Does anyone know how to fix this problem? I have done the same thing with daemon tools and my cd/dvd rom wont work. I have a dell inspiron 1150. I beleive it is a problem with mounting drives because the games that I mount and then apparently "unmounted" (says daemon) still work. and my cd drive never does. 

Please help Thanks.


----------



## Geek49 (Aug 4, 2006)

OLEO, what I did to fix my problem is that I reformatted my computer. 

Heh, I dont know if that will work out for you though.


----------



## OLEO (Nov 4, 2006)

I'd rather not... And at this point I cant even get a bootable Windows xp disk to boot at start up...


----------



## Geek49 (Aug 4, 2006)

hmm... tough luck then


----------



## OLEO (Nov 4, 2006)

Is there anyone who can help me? Is there a manual way that i can see what virtual drives have been left or are still created. I have deleted deamon tools and the games that I mounted are still full fuctioning and mounted. and my cd drive wont read cds


----------



## dai (Jul 2, 2004)

CD-ROM access is missing and messages cite error code 31, code 32, code 19, code 39, or code 41 after you remove Easy CD Creator in Windows XP
scroll down to upper and lower filter removal


----------



## OLEO (Nov 4, 2006)

I ran the guide and it said that there were no problems, and then I did it manually and it did not resolve it.


----------



## dai (Jul 2, 2004)

can you see any virtual drives listed in the control panel or disk management


----------



## OLEO (Nov 4, 2006)

nope.


----------



## dai (Jul 2, 2004)

try a search for the games and see what path it lists


----------



## Geek49 (Aug 4, 2006)

hey, OLEO i am telling you. the only way to fix this issue is to reformat your computer. i tried everything, and reformatting was the only thing that fixed it for me.


----------



## OLEO (Nov 4, 2006)

I uninstalled the games too. and all the folders with them. And how do I reformat it without being able to boot a cd?


----------



## Geek49 (Aug 4, 2006)

OLEO said:


> I uninstalled the games too. and all the folders with them. And how do I reformat it without being able to boot a cd?

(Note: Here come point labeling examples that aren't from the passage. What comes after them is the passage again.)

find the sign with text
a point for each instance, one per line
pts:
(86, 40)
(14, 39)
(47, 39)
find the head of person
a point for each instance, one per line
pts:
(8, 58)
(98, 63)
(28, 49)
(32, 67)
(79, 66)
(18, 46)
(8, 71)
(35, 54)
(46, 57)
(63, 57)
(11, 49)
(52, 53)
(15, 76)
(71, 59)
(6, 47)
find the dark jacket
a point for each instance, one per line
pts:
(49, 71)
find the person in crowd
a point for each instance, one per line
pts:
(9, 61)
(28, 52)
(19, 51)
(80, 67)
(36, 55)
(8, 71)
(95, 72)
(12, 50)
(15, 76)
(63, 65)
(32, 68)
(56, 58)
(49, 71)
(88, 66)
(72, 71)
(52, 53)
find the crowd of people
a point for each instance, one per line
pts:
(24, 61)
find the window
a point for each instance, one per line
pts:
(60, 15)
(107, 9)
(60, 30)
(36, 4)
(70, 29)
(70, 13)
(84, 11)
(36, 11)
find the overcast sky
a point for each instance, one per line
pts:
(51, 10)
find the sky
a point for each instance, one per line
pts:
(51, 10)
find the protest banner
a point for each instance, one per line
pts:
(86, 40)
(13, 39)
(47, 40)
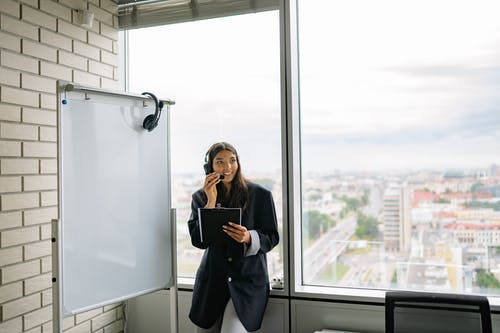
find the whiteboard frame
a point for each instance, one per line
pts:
(56, 227)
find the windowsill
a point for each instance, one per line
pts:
(335, 294)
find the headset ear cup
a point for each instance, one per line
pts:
(149, 122)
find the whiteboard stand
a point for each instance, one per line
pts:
(56, 301)
(174, 324)
(114, 238)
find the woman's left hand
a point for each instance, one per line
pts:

no, listen. you need to make a fresh new start with your computer. that means REFORMAT the whole computer. but backup your files before doing so.


----------



## OLEO (Nov 4, 2006)

Uh? Yeah, I do understand. I was answering the guy above you. And how do you suggest reformatting my computer when I can not boot the windows xp cd?


----------



## dai (Jul 2, 2004)

use killdisk to clear the drive,then do the format
[email protected] Kill Disk Hard Drive Eraser. Low Level Format.


----------



## OLEO (Nov 4, 2006)

How am I supposed to get this program to boot off of a cd? I cant get a windows cd to boot... And I am on a laptop and I dont have a floppy drive to boot it from... Ummm... Can I install dos from windows?


----------



## dai (Jul 2, 2004)

if you checked through the link you would have found this
http://download2.lsoft.net/boot-cd-iso.zip
and this
http://www.ntfs.com/iso-burning.htm


----------



## Geek49 (Aug 4, 2006)

did you get your problem solved OLEO?


----------



## OLEO (Nov 4, 2006)

I know that i dont HAVE to have a floppy drive... But how am I going to boot a cd! It doesnt work! The windows cd wont boot! or else I would have just used that to reformat it.


----------



## dai (Jul 2, 2004)

did you make the disk and try to run it


----------



## Geek49 (Aug 4, 2006)

OLEO, did you solve your issue?


----------



## Geek49 (Aug 4, 2006)

Oh well... This thread can be closed now.


----------